The Northfield Chateau, also variously known as Chalet Schell and Birnam House, was a large mansion on Birnham Road in Northfield, Massachusetts. It no longer exists.

The chateau was designed by noted architect Bruce Price (of the Château Frontenac) for Francis Robert Schell, a New York capitalist attracted by his interest in Dwight Lyman Moody's work at the nearby Northfield Seminary and Mount Hermon School. It was completed in 1903 on grounds of 125 acres (51 ha).

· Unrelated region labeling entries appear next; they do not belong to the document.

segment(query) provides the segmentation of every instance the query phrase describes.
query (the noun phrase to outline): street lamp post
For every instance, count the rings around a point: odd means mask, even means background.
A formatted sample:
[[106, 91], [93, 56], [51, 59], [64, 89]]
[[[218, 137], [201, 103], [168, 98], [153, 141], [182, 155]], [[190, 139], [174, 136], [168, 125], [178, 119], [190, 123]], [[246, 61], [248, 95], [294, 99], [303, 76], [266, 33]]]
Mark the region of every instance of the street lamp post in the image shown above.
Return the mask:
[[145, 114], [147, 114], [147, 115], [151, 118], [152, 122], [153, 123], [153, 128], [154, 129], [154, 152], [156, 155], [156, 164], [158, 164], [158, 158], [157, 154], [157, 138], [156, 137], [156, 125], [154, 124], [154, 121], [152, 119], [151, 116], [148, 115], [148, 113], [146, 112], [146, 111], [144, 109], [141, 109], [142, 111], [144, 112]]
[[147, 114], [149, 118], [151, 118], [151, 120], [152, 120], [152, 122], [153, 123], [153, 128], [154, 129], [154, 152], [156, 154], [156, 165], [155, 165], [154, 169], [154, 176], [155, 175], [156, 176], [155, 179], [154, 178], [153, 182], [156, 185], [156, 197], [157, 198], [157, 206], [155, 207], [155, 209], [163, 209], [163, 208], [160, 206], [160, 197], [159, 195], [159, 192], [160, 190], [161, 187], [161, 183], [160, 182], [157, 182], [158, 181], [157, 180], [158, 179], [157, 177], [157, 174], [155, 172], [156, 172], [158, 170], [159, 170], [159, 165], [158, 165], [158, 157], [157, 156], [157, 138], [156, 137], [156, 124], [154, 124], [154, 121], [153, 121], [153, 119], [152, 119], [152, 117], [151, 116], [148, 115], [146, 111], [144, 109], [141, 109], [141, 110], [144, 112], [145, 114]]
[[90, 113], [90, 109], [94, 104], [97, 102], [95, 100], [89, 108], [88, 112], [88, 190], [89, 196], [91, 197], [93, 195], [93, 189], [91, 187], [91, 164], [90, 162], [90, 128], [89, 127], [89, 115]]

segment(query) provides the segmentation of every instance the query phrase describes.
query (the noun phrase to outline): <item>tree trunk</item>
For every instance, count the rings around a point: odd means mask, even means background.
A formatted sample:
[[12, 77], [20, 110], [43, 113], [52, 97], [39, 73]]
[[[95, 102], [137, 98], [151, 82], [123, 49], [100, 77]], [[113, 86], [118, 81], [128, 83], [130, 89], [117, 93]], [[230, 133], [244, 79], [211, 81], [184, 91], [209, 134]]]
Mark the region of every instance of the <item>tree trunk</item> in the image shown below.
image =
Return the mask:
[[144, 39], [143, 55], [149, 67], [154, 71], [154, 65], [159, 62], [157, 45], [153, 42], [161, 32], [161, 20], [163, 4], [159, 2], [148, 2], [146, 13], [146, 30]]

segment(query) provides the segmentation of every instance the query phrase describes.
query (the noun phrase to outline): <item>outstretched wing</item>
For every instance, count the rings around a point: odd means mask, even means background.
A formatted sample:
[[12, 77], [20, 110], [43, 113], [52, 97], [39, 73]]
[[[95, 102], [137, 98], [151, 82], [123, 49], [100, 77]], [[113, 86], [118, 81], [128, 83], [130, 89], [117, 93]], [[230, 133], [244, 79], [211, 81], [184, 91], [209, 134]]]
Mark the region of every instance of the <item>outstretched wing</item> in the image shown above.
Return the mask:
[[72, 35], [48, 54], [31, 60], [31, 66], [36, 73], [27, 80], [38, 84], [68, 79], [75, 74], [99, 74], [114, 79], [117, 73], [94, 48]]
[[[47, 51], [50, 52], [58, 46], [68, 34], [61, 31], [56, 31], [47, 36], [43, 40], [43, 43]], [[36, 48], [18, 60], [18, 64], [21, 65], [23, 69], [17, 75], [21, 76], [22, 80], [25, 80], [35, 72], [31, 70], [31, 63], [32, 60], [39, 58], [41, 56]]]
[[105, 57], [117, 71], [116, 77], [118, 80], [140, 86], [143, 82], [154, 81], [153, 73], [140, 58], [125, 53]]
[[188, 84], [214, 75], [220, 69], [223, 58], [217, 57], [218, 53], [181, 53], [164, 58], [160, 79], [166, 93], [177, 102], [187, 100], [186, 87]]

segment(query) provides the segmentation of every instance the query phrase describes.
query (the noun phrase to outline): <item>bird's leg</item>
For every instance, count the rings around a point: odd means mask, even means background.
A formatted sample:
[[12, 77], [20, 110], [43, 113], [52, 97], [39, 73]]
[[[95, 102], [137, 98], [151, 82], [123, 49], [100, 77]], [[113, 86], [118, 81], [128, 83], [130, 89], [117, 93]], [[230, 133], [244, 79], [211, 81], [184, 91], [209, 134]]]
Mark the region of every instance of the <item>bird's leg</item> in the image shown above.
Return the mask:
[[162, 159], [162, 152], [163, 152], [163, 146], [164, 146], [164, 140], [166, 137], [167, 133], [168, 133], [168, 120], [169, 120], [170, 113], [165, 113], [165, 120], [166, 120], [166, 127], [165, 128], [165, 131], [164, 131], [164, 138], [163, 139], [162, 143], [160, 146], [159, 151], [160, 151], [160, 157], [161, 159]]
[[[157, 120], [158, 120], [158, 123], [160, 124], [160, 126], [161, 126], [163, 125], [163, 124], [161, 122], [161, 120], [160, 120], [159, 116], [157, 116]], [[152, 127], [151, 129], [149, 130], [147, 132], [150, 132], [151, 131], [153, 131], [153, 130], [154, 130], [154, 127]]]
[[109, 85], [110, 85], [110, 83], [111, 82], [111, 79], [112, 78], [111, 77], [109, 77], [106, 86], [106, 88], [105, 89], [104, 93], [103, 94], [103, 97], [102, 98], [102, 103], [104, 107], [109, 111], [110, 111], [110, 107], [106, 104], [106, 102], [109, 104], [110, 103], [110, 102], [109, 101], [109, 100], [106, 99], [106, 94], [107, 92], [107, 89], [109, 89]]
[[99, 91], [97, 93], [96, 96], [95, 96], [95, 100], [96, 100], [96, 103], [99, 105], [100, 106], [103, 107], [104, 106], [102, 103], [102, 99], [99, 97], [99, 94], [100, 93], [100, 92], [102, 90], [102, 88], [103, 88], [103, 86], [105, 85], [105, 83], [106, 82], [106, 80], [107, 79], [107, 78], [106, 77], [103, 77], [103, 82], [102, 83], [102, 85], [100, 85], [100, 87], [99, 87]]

The building was loosely patterned upon a French chateau but fanciful in style, with 99 rooms in a compact, three-story structure ornamented with prominent turrets. Contrary to popular rumors that Mrs. Schell despised the Chateau and refused to live in it, the Schells summered at their beautiful home for 25 years. It was only after the death of her beloved husband in 1928 that Mrs. Schell refused to set foot in the house again, insisting when she stayed at the Northfield Hotel during future summers that she have a room not overlooking the grand house that had been her husband's pride and joy. A server at the Inn overheard her once responding to another guest's compliments of her former home with "I hate it; I never go there." And it is upon this statement that the rumors of her dislike for the Chateau were based. However it is uncertain if she really hated it or if she merely couldn't bear to look at it after she lost her husband.

After Mr. Schell's death, the mansion fell into disrepair and was eventually sold to the Northfield School for Girls which also owned the Northfield Hotel. They intended to use it as a meeting place and novelty hotel annex; however, it was never practical for hotel use and in the end was demolished in 1963.

Until that time, it was used by the Northfield School for Girls as the location of their prom. That is why the prom at Northfield Mount Hermon School to this day is called The Chat.

For a brief time, the basement of the chateau was also used as a youth hostel--one of America's first, begun by Monroe and Isabel Smith.

The Tinney Family of Belcourt Castle rescued many pieces from the chateau before its destruction, notably the mirrors which now are in their banquet hall.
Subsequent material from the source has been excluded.